When I was a child, I had no idea about calories and diets. I only became aware of such things in my third year of secondary school, which was when I developed an Eating Disorder. Before leaving Primary School, I had never been aware of my body image. I was a child; I was more concerned with what I was doing, where I was going, who I was playing with. The fact that I was so severely affected by society’s crippling aesthetic pressure when I was double this little girl’s age makes me worry about her future. Increasingly, girls and boys of younger ages are developing Eating Disorders.

Where do we think this is coming from? Have you heard your children talking about calories? Have they learnt this from school? Or do you make a conscious effort to make them aware of nutritional content in food? Please share your thoughts.

Rose xx

Be Kind

bekind

“All little girls should be told they are pretty; even if they aren’t” – Marilyn Monroe.

Today’s theme is kindness. Kindness not only to others, but also to ourselves. There is another well-known phrase, ‘Be cruel to be kind’. But when it comes to our children, should we adopt this policy? Think about your current hang-ups and anxieties about your appearance.
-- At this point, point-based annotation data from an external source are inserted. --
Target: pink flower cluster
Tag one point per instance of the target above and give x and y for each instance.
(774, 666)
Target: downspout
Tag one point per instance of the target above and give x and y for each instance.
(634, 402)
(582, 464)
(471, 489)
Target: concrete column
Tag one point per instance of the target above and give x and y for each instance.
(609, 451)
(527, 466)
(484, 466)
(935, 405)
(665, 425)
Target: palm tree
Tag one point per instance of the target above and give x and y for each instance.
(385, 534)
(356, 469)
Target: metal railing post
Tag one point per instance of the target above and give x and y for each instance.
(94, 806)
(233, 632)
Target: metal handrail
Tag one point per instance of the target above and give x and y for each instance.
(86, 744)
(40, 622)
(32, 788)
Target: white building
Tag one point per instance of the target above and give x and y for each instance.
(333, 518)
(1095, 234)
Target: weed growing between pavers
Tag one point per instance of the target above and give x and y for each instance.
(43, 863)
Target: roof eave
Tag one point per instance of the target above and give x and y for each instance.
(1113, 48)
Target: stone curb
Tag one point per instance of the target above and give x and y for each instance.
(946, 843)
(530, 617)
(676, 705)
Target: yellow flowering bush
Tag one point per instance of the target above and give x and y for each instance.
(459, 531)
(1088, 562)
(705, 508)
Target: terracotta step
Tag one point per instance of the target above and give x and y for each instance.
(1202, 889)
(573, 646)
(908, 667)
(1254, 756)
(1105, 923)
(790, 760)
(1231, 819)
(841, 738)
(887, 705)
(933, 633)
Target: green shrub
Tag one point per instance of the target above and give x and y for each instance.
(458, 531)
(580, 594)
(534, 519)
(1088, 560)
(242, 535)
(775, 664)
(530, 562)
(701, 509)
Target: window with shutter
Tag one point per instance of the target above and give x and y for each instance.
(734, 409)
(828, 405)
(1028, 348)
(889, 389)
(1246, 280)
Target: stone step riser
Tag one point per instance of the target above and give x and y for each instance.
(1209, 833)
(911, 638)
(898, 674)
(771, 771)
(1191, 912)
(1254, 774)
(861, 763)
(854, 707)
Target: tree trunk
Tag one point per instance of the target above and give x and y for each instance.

How many of them are borne out of childhood/teen experiences and taunts? These could have been throwaway comments made by relatives, or cruel jibes by peers deliberately designed to make you feel sad or ugly.

Recently I saw an article on ‘Baby Make-up’. The statistics included in this article claimed that up to 60% of parents worry that their child is ‘ugly’. This both concerned and astounded me. Are our own difficulties and obsessions over appearance affecting our children?

More to follow on this topic! What do you think?